The following is from the Wisconsin Daily Tribune by Rhonda Whetstone Neibauer in her “Rhonda’s View Rendezvous” column. The original accounts of this Mystery Cat were declared the “Best Story of the Year” – for 1949.
Also, as a marginal note, it must be told, the artist that they brought in to sketch this cryptid was Grim Natwick (pictured above), who is best known for drawing the Fleischer Studio’s extremely popular character, Betty Boop. At Disney, he worked on Mickey Mouse, Snow White, and Fantasia. I don’t know why anyone would think they won’t get a cartoonish outcome with Natwick behind the drawing pen. It seemed a decision based more on the fact he was locally important.
Here’s the new story on the old case:
Lion on the loose in area!
Seen a lion around Wisconsin Rapids lately? Back in 1949, more than one person did.
It all started at 11:30 p.m. one March night when Lester Ress and wife were northwest of Rudolph, traveling home. They watched a lion leap a fence and head south on Highway S. Both agreed it was a lion and not a large dog, as they noted the coloring, a bushy mane and tuft on the tail.
Sheriff Art Berg was notified, but nothing came of his investigations.
Two days later, “big game” hunters from Rudolph decided to see if they could track it after Undersheriff Art Boll and Officer Don Caylor found four-inch clawed paw prints and a stride of 49 inches at the scene.
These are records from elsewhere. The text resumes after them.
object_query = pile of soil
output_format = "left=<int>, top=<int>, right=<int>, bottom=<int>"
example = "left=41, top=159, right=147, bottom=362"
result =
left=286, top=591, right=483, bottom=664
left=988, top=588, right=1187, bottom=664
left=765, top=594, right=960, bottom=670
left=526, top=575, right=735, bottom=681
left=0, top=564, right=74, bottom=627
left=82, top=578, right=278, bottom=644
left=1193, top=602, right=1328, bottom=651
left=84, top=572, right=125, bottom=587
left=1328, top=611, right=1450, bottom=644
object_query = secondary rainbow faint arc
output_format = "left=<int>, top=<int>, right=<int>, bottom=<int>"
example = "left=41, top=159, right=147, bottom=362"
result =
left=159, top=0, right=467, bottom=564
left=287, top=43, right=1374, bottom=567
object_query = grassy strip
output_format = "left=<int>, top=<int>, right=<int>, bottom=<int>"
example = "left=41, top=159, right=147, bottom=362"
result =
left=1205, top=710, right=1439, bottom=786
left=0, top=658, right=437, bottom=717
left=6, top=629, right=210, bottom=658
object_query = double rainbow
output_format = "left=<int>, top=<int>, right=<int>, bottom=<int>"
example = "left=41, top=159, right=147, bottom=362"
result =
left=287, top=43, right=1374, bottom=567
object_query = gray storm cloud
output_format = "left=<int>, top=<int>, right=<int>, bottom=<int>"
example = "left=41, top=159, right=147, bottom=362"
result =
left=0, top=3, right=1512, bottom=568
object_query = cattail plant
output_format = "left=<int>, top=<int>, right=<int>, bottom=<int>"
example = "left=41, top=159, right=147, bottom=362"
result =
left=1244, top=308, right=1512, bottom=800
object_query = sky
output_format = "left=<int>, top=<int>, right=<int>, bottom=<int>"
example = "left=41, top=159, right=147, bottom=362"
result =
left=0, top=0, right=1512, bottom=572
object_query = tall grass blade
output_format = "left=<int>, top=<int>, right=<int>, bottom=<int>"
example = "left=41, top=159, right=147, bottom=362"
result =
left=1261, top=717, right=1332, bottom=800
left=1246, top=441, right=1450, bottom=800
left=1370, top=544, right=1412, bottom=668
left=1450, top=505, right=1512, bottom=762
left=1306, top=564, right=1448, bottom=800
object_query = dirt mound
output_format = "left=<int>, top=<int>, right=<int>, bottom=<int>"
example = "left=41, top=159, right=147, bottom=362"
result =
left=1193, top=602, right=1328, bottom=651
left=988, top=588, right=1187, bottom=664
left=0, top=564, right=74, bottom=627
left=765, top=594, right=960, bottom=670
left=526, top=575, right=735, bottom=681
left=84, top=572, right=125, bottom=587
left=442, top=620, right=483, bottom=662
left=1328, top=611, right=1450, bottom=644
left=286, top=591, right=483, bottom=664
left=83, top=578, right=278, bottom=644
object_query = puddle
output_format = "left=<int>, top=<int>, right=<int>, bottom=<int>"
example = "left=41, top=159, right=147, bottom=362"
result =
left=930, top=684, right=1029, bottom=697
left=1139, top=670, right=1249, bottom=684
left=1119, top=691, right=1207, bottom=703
The Daily Tribune kept readers apprised of the hunt and the fact that until it was again spotted, nothing could be done to track it, although Deputy Sheriffs Walter Wittenberg of Wisconsin Rapids and Anton Kundinger of Auburndale planned a safari in the area.
The Heart of Wisconsin Sports Show was just opening at Lincoln Fieldhouse, and arrangements were made to display the beast if captured alive.
Just a week after the initial sighting, the Wood County Conservation League offered a $10 reward for the lion, dead or alive. A hunter with a “thick Scandinavian accent” claimed to have it, but would not produce it.
One month later, the lion was seen in Plover by Anton Sankey when he pulled into his driveway.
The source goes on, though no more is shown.